Klijn was given the task of making Nedlift work as one business. He says, "The market was beginning to pick up, but the company itself was not in a very good state. We turned it around in four years, with only a few people leaving, maybe only ten. None left from the floor, all from management. Now, we have less chiefs, and more Indians. Makes things easier.

"With it turned around, we had a managment meeting. I remember I said, ‘Look guys, now we have everything under control; either we go play golf, leave at three every afternoon, or we go to Mr Wagenborg, to ask for more money to do the next trick’. Everyone there said, ‘No, no, we want to go on.’ We needed more money than the company could generate on its own, so we went to the supervisory board with a plan to invest in heavy crawlers and SPMTs; we thought we needed to go into a level higher.

"At that time, the company was limited to 500t telescopic cranes and 12 lines of conventional platform trailers, with a skidding and jacking limit of 250t. In 2004, if we had a 200t transfomer, the whole company was upside down for three weeks. Now, we can do five a week. We have 80 lines of SPMTs, and our biggest crawler is an LR1750. Along with four big crawlers we have a few Sennebogen 5500s, all acquired in the last few years.

"Then we decided to invest in jacking and skidding capacity, up to 2,000t, which we now have. The good thing about not having equipment is that if you invest, straight away you can invest in state-ofthe-art equipment. So we bought a jacking system, we bought climbing jacks, we bought them with height leveling, we bought them with pressure equalisation, computer controls, everything you want. If you do invest in that gear, that last bit is not so important anymore.

"We also have weighing gear up to 1,000t capacity. So we’re quite well geared for most jobs.

"We’re using it for oil and gas, for power and for civil. One of the big markets traditionally in the northern part of Holland and Germany was for shipbuilding, but that is going down."

The move to being able to handle heavier work couldn’t have come at a better time. Klijn says: "In 2003, sixty-to-seventy per cent of our work was normal residential construction. Now, that’s down to about 30%; the rest is industrial work, oil and gas, petrochemical, chemical, power plants. In terms of capacity, not for the biggest crawlers but for telescopics, its all over the board.

"We’ve reduced our crane fleet a little bit in terms of types and ages, we changed some investment decisions at the last moment. We discarded certain tower cranes from Liebherr, and went for telescopic cranes instead. We saw the market tilting and said, ‘Let’s get out of this.’ I am glad we did, otherwise we would have got a lot of tower cranes we didn’t know what to do with.

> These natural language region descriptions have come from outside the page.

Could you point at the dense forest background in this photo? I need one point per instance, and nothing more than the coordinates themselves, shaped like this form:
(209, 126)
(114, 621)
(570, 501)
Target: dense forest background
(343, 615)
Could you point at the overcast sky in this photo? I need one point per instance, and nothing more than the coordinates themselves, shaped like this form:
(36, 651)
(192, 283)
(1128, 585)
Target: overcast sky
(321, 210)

‘If we hadn’t changed the exposure of the company from the outset, we would have had a real problem. A number of crane companies in Holland are having very difficult times, because they are too much reliant on construction work and construction of housing. The volume for housing in Holland is at about a third of the normal rate. If we are complaining, the contractors are crying.

"We still operate 120 normal road going trucks. We need to replace 20-25 a year. Now is the time to buy a truck, you’ll get a good price: the truck and trailer fabricators are crying out for work. We all have the same problem though. You have all of this gear, all of these people. Whether you work or not, costs are going straight on. At previous conferences, the Asians and the Americans were not half as pessimistic as we are in Europe. Only Europe is the problem; and the problem for us, is we are in Europe."